If you were actually thinking of POSIX signals or something similar then yeah, the POSIX requirements say volatile will work, seems like a bad idea to me, but your compiler and other tools are likely also built for POSIX so they've read the same documentation.

by tialaramex

5/20/2026 at 11:22:36 AM

Yeah, it's also cleaner to be able to mark particular reads and writes as having side effects as opposed to having it be a property of the variable.

by rcxdude

5/20/2026 at 3:01:36 PM

Thr Linux kernel uses READ_ONCE and WEITE_ONCE which look like actual function calls which is very sensible.

by tardedmeme

5/20/2026 at 11:18:20 AM

> The reason for the hack is that very early C compilers just always spill, so you can write MMIO driver code by setting a pointer to point at the MMIO hardware and it actually works because every time you change x the CPU instruction performs a memory write.

Source?

by saagarjha

5/20/2026 at 2:42:22 PM

This is one of those "everyone doing this kind of work knows" that's rather hard to source, but: this is basically the point of volatile.
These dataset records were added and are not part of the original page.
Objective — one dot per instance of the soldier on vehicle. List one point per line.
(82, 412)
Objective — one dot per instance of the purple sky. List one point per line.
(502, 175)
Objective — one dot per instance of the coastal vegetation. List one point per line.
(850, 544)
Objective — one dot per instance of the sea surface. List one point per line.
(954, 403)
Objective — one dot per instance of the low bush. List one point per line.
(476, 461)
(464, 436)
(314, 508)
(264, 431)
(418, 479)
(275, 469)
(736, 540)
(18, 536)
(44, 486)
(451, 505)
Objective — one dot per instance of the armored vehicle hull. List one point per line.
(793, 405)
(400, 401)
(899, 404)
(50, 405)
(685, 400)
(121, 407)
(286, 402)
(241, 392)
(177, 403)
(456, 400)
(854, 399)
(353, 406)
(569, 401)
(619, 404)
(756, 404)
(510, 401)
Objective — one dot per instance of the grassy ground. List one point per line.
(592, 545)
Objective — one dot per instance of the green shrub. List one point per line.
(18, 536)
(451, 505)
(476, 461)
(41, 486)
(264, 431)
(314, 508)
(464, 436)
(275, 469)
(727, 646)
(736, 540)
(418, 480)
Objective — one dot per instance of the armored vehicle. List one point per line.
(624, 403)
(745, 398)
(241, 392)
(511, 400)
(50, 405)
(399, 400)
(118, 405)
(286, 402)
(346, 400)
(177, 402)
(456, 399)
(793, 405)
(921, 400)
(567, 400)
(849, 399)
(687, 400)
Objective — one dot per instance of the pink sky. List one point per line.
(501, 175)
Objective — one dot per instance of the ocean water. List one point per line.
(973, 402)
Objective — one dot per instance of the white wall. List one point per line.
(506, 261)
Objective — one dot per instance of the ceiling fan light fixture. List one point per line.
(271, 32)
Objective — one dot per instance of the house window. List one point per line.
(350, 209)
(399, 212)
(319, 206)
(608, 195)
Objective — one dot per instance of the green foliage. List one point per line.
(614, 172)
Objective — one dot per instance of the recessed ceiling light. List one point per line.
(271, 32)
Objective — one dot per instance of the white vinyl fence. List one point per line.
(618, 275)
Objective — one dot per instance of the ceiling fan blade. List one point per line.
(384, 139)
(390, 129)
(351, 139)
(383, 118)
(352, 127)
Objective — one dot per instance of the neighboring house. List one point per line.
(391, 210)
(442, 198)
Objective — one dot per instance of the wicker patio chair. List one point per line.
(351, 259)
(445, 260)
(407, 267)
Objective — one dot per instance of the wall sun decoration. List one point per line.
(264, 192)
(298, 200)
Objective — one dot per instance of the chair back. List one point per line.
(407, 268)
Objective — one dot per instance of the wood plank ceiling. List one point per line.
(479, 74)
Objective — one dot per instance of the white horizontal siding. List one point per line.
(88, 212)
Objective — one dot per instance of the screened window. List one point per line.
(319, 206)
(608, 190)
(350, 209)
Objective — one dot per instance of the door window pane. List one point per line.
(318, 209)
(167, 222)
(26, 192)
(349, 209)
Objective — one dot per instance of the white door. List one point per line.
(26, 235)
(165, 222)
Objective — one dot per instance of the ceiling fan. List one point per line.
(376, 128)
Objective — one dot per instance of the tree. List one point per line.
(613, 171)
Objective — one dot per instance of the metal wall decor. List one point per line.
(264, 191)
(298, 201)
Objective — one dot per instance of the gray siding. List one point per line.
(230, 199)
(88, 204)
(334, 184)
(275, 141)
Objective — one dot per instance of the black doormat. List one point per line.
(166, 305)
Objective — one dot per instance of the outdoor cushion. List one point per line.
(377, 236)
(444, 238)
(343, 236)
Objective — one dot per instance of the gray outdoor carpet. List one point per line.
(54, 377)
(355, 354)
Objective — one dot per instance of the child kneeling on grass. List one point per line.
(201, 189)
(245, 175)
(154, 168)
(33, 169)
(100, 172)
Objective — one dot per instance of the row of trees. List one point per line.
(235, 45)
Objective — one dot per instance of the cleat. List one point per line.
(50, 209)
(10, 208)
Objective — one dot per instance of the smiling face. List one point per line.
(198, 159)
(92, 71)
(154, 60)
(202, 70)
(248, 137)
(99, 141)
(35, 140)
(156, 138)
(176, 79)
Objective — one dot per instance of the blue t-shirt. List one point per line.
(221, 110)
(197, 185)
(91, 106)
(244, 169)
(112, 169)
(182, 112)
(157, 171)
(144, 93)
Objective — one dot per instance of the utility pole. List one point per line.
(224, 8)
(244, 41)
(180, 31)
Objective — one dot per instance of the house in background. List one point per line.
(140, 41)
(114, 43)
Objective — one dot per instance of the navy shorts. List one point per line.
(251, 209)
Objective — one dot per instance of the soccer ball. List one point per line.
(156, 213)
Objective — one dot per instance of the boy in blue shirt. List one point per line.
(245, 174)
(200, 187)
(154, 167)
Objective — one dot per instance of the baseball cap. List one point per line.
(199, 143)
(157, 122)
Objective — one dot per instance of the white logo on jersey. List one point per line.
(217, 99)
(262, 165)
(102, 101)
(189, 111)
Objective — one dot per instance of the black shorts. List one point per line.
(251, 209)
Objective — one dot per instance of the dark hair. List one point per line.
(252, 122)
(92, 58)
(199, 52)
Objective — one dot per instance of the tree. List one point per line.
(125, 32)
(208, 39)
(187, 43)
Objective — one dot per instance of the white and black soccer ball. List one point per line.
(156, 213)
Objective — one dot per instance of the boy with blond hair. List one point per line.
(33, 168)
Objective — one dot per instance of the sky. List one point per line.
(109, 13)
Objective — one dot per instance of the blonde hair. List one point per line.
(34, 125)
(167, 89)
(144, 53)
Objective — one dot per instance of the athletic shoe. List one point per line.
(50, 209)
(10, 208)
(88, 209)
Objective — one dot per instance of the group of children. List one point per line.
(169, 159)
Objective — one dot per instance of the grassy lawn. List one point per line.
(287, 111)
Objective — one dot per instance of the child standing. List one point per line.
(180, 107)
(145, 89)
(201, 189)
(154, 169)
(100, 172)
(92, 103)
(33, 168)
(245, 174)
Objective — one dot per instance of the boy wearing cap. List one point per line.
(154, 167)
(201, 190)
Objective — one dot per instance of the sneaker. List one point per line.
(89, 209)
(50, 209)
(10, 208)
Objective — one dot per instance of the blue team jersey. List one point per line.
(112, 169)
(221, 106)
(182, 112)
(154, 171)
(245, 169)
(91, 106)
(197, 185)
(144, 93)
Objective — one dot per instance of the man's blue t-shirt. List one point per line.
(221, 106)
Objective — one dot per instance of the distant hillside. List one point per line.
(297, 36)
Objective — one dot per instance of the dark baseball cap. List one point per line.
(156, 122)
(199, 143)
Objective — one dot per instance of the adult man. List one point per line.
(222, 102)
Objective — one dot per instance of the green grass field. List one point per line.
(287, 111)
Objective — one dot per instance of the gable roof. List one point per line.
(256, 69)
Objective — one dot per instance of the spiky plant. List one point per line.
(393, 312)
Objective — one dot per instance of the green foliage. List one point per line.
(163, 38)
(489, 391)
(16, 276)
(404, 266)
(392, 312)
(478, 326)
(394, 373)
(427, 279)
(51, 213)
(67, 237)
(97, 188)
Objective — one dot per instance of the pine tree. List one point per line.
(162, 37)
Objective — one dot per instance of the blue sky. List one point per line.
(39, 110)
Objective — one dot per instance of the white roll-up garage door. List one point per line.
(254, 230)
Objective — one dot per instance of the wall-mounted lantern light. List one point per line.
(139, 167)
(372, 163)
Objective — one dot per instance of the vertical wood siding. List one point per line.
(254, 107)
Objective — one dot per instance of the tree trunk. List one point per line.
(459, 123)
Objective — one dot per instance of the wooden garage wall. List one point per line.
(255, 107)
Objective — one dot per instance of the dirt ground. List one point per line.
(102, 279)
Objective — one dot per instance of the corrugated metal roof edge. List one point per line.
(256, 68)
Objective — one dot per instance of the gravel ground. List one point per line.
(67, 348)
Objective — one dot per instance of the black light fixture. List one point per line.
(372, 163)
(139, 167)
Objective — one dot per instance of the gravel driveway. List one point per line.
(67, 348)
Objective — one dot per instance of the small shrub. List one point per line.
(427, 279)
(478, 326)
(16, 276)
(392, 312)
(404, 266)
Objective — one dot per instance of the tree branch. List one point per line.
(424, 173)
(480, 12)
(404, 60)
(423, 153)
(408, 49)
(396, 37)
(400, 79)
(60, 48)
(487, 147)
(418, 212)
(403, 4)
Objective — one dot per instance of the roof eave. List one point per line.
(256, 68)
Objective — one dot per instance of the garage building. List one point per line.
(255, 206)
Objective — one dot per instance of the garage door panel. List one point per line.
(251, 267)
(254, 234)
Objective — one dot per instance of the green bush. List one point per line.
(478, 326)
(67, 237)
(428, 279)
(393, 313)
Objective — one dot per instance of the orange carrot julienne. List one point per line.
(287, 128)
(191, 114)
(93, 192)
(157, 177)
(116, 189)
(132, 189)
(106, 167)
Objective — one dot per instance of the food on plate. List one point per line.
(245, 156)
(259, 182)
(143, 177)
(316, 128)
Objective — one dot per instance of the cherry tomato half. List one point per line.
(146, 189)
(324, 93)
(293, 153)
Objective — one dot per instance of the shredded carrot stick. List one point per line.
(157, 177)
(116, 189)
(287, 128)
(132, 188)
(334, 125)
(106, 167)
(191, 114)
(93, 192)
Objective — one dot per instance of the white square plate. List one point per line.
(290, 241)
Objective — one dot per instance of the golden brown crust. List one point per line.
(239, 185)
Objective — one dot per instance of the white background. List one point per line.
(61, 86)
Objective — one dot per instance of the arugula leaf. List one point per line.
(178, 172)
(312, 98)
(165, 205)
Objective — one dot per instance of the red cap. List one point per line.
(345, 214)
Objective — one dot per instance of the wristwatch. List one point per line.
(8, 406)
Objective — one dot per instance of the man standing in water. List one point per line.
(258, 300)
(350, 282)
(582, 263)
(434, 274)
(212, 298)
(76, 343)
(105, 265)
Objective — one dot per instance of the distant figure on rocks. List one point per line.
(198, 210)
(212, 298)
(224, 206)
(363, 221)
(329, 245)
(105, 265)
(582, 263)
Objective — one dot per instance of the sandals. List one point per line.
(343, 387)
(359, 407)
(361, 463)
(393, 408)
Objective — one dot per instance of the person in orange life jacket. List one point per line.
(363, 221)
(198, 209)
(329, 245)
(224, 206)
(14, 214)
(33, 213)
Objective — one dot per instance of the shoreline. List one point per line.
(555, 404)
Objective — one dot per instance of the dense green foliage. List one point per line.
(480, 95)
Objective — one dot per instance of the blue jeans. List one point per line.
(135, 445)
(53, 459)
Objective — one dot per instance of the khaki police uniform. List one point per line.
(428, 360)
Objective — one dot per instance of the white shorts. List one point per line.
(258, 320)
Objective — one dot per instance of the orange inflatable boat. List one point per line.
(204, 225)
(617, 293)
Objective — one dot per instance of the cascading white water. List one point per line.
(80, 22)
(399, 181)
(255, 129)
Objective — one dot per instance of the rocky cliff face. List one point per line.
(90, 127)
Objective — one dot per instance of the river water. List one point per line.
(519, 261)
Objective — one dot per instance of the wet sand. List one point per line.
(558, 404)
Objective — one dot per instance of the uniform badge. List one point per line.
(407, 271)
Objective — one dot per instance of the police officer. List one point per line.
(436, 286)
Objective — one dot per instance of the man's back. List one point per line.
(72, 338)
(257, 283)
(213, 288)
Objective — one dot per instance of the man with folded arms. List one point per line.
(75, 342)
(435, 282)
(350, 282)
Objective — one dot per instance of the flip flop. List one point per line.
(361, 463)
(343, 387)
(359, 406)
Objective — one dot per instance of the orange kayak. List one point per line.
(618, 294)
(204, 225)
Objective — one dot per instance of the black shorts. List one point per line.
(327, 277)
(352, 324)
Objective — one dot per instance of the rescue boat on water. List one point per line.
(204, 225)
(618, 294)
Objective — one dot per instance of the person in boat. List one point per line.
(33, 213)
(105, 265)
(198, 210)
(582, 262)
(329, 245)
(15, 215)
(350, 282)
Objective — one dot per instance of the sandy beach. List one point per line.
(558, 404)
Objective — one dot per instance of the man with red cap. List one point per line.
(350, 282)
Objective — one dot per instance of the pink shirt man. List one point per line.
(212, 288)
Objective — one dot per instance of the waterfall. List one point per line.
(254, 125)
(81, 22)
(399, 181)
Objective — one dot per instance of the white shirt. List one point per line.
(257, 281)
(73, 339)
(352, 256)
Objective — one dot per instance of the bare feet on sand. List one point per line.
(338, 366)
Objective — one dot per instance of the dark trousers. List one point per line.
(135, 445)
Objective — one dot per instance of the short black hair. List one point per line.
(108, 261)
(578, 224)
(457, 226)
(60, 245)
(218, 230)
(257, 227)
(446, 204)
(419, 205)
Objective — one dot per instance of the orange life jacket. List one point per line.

Especially for reads rather than writes, where you may want to read some location that is being written into by a different piece of hardware.

People used to use it for thread synchronization before proper memory barrier primitives (see https://mariadb.org/wp-content/uploads/2017/11/2017-11-Memor... ) were available. It was not entirely reliable for this purpose.

by pjc50

5/20/2026 at 6:54:16 PM

Yeah. I could have sworn that I've read somewhere an anecdote from the Bell Labs era in which this comes up, but I can't find it and might be misremembering. The whole volatile keyword doesn't exist in K&R C as released, there are no "type qualifiers" at all in that language, both volatile and const are introduced in C89.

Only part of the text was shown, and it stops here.